RAPPORTEUR : A.VINCELET
REQUETE : 01PA03795
REQUERANT : Ministre de l’équipement c/ M. et Mme X M. X a conclu le 23 janvier 1987 un contrat de location d’un appartement de cinq pièces situé à Vitry-sur-Seine ( Val-de-Marne) avec la sté anonyme d’HLM Travail et Propriété, aux droits de laquelle est ultérieurement venue la SCIC Habitat Ile-de-France. Le cotitulaire du bail était Mme Z X, alors épouse de l’intéressé. Ce dernier a continué à occuper le logement après la séparation du couple et y habite avec sa nouvelle épouse et leurs cinq enfants nés entre 1985 et 1995. M. X est bénéficiaire de l’APL, l’allocation qu’il percevait couvrant l’intégralité de son loyer et une fraction des charges locatives.
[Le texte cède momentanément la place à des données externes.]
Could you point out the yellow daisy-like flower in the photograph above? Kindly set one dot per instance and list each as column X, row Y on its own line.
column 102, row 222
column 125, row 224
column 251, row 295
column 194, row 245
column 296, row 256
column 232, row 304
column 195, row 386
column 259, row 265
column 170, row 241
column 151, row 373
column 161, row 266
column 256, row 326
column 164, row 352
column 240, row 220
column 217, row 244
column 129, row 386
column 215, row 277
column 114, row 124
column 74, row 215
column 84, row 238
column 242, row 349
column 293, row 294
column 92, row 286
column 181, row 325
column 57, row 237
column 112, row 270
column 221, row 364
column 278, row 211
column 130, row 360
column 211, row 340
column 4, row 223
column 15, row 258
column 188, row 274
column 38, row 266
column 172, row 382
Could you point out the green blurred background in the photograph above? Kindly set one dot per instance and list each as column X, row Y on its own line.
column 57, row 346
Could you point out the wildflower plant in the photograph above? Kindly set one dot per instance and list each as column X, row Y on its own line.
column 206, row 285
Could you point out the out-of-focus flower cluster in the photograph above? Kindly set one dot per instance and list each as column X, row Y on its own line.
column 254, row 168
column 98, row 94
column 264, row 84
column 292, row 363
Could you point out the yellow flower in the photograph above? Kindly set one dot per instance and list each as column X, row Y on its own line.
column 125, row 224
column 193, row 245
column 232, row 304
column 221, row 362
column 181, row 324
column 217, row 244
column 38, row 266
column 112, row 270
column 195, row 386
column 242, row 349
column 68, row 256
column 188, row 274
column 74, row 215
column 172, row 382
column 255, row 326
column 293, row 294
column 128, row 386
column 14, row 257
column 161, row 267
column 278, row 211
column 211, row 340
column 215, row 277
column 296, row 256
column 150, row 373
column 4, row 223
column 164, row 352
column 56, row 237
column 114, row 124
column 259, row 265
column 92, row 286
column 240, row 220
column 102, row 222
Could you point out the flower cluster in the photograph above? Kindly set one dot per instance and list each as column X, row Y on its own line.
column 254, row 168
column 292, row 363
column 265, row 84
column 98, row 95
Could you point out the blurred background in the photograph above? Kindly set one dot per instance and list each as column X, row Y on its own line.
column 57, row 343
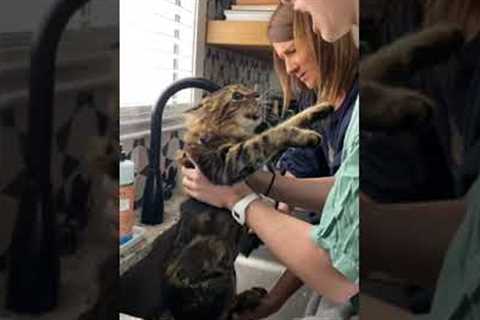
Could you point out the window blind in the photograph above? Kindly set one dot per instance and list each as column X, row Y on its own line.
column 157, row 47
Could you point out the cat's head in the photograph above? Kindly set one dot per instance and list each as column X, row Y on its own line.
column 234, row 110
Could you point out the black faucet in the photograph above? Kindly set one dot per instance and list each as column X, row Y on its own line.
column 152, row 211
column 34, row 264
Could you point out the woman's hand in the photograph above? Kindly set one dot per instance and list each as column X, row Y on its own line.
column 199, row 187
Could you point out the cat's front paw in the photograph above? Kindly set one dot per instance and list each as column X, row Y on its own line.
column 248, row 300
column 307, row 138
column 417, row 110
column 435, row 45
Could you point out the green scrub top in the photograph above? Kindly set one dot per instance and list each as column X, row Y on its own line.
column 338, row 230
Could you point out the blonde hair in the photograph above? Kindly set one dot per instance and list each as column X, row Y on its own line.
column 337, row 63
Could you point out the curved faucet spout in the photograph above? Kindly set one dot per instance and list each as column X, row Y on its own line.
column 152, row 210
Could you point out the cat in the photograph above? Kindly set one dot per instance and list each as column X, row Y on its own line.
column 222, row 140
column 387, row 103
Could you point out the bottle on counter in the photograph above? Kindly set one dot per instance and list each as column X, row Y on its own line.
column 126, row 199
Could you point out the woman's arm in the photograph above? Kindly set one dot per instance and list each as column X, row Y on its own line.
column 289, row 239
column 408, row 240
column 308, row 193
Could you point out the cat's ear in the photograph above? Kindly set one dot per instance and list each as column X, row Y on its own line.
column 194, row 109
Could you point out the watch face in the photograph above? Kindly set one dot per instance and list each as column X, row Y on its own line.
column 237, row 216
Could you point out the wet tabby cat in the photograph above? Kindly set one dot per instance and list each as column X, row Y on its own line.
column 221, row 138
column 387, row 103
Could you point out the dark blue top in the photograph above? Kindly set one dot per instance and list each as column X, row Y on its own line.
column 325, row 159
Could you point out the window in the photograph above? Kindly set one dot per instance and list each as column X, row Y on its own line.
column 157, row 46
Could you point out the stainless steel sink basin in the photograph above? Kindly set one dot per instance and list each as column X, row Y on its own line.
column 262, row 269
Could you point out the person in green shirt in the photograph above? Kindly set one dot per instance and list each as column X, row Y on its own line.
column 323, row 257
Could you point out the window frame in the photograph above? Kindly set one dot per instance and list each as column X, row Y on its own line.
column 135, row 121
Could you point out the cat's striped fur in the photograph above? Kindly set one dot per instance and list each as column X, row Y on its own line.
column 386, row 101
column 221, row 139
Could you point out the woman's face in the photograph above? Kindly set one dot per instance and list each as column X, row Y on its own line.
column 299, row 62
column 332, row 19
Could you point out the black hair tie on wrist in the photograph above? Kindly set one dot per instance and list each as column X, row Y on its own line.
column 267, row 192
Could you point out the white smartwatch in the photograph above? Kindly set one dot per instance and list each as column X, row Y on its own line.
column 239, row 209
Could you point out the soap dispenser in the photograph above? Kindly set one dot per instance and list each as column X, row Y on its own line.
column 127, row 198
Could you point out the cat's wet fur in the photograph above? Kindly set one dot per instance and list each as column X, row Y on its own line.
column 221, row 140
column 387, row 103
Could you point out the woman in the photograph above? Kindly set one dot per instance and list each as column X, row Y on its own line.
column 297, row 66
column 328, row 266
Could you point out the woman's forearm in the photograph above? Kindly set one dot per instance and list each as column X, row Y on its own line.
column 408, row 240
column 289, row 239
column 308, row 193
column 285, row 287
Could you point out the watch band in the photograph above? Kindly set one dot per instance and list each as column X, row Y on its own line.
column 238, row 210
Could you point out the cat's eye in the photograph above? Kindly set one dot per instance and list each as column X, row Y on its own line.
column 237, row 96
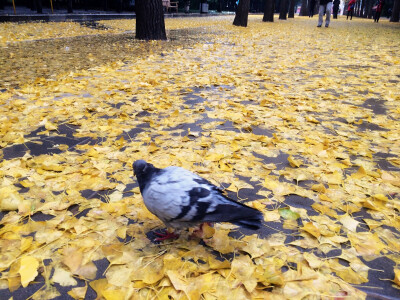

Mais, en conflit avec son bailleur auquel il reproche de ne pas correctement exécuter les obligations du contrat qui les lie, il a résisté au paiement de la fraction des charges locatives qu’il doit normalement supporter. Le bailleur a réagi en s’efforçant de faire jouer la clause résolutoire du contrat de location mais ne semble pas avoir eu beaucoup de succès auprès du juge judiciaire. Toutefois, il a également saisi la SDAPL du VDM et, à l’issue d’une procédure sur laquelle nous reviendrons, a été mieux entendu puisque cette autorité, réunie le 30 août 1999, a fini par suspendre le versement de l’APL de M. X.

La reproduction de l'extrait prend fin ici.